One Chinese reaction to beat the tariffs involved moving some production to Taiwan. In December 2013, SolarWorld that had filed the 2012 petition filed another with the U.S. International Trade Commission to close this loophole and this is being investigated.
In June 2013, the European Commission threatened to impose tariffs on Chinese solar panels. But the European body withdrew that measure when China threatened retaliation and Germany, the sole European country enjoying a significant trade surplus with China, questioned the Commission’s case.
Eventually, the two sides reached a settlement stipulating a minimum price for Chinese solar panels. In November 2013, the Commission imposed tariffs of up to 42.1% on Chinese solar- glass exporters.
This tangled situation illustrates difficulties of identifying and punishing subsidies in global industries. Complex supply chains spawn myriad, often conflicting, trading interests. Still, they don’t seem to amount to much when industrial policies appear to be the rule, not the exception, as in China.
The policy tangle becomes even more knotty as China’s central and provincial government subsidies often have contradictory goals in global trade. The former wants to move the country’s industry to higher value-added production. The latter are mostly devoted to maintaining provincial employment and obviating social unrest.
In the global economy, uncoordinated Chinese governmental subsidies have led to a new normal of boom-and-bust cycles. These affect a range of products, thereby increasing supply- chain vulnerabilities.
Meanwhile, in industry after industry, inventories pile up as Chinese production exceeds global demand, prices plummet, shortages ensue, prices spike, Chinese production ramps up – and then the cycle repeats.

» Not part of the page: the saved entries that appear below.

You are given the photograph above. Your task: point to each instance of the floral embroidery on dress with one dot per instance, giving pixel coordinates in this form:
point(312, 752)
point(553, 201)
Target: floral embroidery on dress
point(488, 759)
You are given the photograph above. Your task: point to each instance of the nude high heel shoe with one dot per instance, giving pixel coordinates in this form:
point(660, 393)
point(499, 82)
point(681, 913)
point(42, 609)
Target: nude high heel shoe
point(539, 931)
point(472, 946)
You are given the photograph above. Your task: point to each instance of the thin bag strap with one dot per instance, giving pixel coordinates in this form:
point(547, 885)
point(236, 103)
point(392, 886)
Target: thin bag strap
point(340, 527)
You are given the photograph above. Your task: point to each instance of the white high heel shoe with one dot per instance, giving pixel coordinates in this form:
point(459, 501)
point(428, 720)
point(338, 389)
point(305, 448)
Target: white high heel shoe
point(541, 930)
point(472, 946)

Such developments call for greater surveillance and informed negotiations. In order for this game of guts and chicken to be more productive, one would have to include companies, federal- government agencies, security and exchange commissions, as well as Chinese central and provincial agencies through both trade blocs and bilaterally.
It is hard to imagine that the world economy will soon tackle such a complex undertaking.
Meanwhile, Chinese government subsidies will continue. In some ways, although hardly sustainable ones, they contribute substantially to recipient companies’ competitiveness, while increasing uncertainty in global markets.